The Maryland Comptroller’s Office has announced that the state generated $17.5 million in tax revenue from adult-use cannabis sales in the first quarter of 2025. The Central Region, which includes Baltimore City, Anne Arundel County, Baltimore County, Carroll County, Harford County, and Howard County, accounted for nearly $8 million of this total.
Currently, Maryland imposes a 9% tax on adult-use cannabis sales. However, this rate will increase to 12% beginning July 1, following legislation passed during the 2025 General Assembly session. Despite the substantial revenue collected, only 5% of these funds are allocated to Maryland counties based on their local sales, which means that local governments receive only a small portion of the overall cannabis tax revenue.
In the first quarter, counties received just $536,500. In contrast, the state retained over $5.3 million for its general fund and allocated $3.7 million to the Community Reinvestment and Repair Fund.
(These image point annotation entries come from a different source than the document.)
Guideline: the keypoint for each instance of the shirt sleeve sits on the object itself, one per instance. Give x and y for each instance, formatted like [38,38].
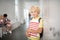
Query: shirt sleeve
[41,23]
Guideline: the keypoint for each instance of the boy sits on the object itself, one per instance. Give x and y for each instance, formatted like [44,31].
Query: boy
[7,23]
[35,27]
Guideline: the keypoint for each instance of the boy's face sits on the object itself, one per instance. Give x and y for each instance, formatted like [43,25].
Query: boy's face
[34,13]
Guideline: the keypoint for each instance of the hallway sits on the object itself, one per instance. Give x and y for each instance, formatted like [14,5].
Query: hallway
[18,34]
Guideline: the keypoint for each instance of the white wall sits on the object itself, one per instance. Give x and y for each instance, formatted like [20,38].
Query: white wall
[8,6]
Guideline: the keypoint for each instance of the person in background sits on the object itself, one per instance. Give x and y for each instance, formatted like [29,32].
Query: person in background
[35,27]
[7,23]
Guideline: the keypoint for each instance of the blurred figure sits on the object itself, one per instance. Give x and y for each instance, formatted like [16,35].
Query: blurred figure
[36,24]
[7,23]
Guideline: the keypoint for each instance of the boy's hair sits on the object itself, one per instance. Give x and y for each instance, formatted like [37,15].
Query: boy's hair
[5,15]
[35,8]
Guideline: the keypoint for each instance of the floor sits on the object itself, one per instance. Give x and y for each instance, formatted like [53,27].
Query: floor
[18,34]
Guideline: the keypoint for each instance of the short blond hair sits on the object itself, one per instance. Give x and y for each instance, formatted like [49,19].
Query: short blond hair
[35,8]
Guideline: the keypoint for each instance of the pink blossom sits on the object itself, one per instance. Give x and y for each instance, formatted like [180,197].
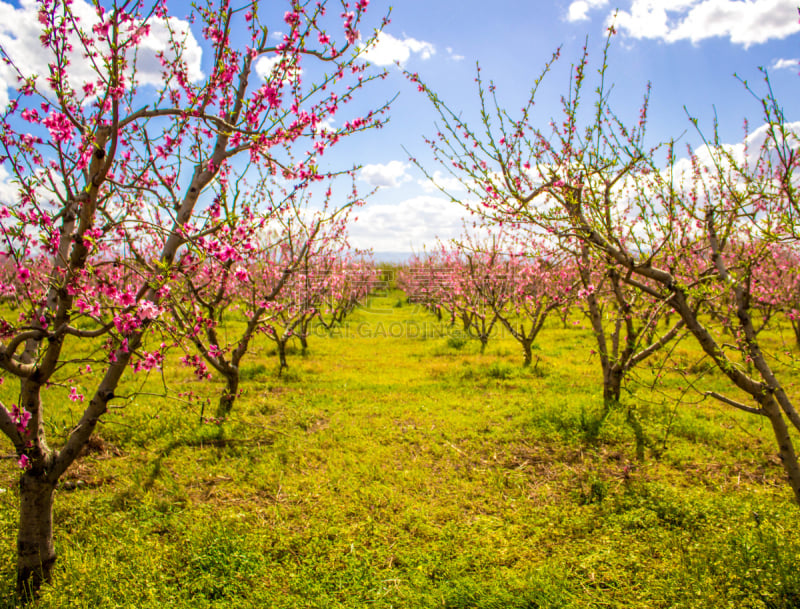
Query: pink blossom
[59,126]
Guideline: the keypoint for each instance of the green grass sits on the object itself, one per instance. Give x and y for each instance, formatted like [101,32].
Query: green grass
[396,466]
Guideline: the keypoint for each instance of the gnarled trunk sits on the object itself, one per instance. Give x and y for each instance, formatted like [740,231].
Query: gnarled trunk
[35,551]
[230,393]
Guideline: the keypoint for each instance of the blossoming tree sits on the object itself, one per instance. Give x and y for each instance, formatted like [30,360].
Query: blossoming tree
[113,170]
[687,235]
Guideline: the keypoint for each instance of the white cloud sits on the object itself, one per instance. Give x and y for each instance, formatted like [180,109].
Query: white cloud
[743,23]
[391,174]
[19,36]
[388,50]
[410,224]
[782,64]
[449,183]
[577,10]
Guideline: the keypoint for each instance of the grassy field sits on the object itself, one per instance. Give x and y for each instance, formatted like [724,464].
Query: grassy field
[393,465]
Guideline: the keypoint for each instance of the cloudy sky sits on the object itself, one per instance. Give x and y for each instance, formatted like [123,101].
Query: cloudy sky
[688,50]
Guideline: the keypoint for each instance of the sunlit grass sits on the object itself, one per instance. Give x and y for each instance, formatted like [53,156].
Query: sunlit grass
[394,465]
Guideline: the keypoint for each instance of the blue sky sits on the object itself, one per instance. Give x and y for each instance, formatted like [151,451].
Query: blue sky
[688,49]
[689,55]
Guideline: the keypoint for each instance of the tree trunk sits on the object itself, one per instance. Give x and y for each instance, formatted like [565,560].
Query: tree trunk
[282,355]
[526,349]
[35,551]
[230,393]
[788,456]
[612,384]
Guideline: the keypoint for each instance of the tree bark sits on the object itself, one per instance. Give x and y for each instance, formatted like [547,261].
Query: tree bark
[35,550]
[528,352]
[228,396]
[282,355]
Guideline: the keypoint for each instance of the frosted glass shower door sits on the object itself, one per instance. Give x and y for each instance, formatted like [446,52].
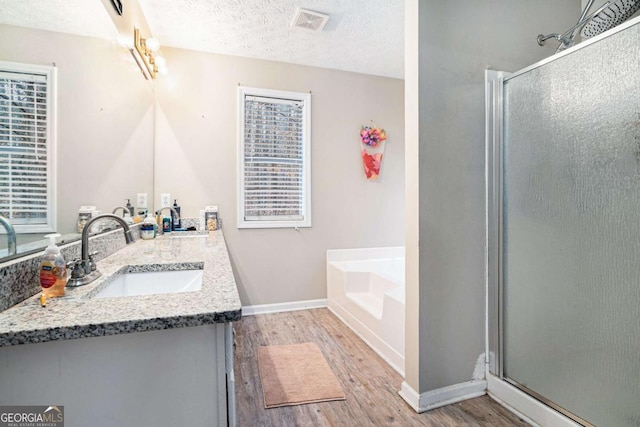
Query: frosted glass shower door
[570,231]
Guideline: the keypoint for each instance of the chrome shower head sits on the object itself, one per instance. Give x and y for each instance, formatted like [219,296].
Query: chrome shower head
[614,14]
[607,16]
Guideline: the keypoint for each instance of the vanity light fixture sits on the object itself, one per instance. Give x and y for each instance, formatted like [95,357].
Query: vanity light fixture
[145,52]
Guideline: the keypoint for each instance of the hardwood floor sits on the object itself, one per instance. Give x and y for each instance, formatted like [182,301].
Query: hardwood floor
[370,384]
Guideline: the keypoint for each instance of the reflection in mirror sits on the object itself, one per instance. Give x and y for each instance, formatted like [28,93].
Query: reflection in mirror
[104,123]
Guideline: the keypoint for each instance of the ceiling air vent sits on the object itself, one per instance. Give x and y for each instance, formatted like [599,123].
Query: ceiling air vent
[310,20]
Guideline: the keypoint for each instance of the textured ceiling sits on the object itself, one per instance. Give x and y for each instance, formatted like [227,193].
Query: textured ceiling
[83,17]
[364,36]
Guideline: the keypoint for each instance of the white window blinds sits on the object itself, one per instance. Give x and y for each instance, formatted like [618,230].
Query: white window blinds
[274,150]
[26,182]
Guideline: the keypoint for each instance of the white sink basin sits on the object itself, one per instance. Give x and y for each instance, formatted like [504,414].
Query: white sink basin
[151,283]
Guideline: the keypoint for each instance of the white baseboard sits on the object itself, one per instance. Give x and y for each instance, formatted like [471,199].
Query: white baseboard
[443,396]
[251,310]
[520,403]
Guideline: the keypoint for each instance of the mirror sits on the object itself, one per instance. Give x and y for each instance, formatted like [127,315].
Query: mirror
[104,125]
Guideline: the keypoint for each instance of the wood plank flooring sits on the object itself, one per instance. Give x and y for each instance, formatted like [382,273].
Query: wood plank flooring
[370,384]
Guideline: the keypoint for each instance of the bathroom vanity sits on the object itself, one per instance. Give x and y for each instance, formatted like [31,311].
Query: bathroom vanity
[150,359]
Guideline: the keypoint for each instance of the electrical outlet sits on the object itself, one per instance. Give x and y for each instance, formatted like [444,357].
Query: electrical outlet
[142,201]
[165,200]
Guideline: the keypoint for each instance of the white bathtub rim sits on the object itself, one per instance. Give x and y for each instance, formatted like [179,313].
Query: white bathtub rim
[362,254]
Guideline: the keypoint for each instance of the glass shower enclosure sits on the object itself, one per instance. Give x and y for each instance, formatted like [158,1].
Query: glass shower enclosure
[564,230]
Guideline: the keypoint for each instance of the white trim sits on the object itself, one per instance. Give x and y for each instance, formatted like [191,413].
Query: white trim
[518,402]
[281,307]
[442,396]
[305,98]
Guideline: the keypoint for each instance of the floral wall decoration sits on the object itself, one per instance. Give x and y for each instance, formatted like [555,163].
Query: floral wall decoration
[372,140]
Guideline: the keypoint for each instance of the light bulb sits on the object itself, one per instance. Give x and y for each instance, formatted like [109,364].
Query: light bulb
[153,44]
[160,61]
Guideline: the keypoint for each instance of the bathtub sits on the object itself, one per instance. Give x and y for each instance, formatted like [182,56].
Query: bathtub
[365,289]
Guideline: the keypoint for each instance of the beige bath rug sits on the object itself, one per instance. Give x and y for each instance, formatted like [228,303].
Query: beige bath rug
[296,374]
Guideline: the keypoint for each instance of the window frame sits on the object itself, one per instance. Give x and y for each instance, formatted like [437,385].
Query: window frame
[305,98]
[50,73]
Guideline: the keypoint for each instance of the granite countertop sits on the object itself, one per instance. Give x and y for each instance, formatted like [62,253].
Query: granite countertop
[79,315]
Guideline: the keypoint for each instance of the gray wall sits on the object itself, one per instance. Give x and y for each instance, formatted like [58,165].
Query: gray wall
[457,42]
[104,122]
[195,161]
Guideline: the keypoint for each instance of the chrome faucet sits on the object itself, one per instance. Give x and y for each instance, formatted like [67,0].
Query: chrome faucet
[124,210]
[176,217]
[11,235]
[84,270]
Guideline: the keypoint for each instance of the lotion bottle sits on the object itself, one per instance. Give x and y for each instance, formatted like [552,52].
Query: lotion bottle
[53,270]
[177,222]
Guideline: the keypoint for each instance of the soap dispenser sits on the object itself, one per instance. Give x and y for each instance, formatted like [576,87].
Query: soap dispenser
[148,229]
[53,270]
[176,221]
[130,207]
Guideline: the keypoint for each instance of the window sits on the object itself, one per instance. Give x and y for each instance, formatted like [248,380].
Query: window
[27,146]
[274,143]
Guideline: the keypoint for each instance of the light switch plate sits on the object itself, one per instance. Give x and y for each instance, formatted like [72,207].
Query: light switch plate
[165,200]
[142,201]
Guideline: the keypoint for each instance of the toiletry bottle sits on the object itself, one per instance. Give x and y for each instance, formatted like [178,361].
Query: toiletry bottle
[53,270]
[177,222]
[130,207]
[148,228]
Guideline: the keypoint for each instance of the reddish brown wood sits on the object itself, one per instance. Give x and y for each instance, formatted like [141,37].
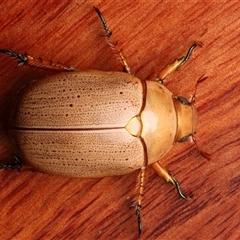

Local governments are responsible for a variety of tasks, including zoning, public safety, and health management related to cannabis businesses, yet they receive only 45 cents for every $100 in cannabis sales.
Other states, such as New York and Oregon, distribute a larger share of cannabis tax revenues to counties through various tax structures. This approach contrasts sharply with Maryland, where counties are left to manage increasing responsibilities with limited financial support. As cannabis sales continue to rise and the tax rate increases, the structure of revenue distribution remains unchanged, leaving counties with a minimal share of the growing revenue.
The Maryland Association of Counties (MACo) is advocating for a more equitable distribution of cannabis tax revenue that accurately reflects the local responsibilities associated with cannabis regulation and its impacts. Updates on this issue will continue to be reported by Conduit Street.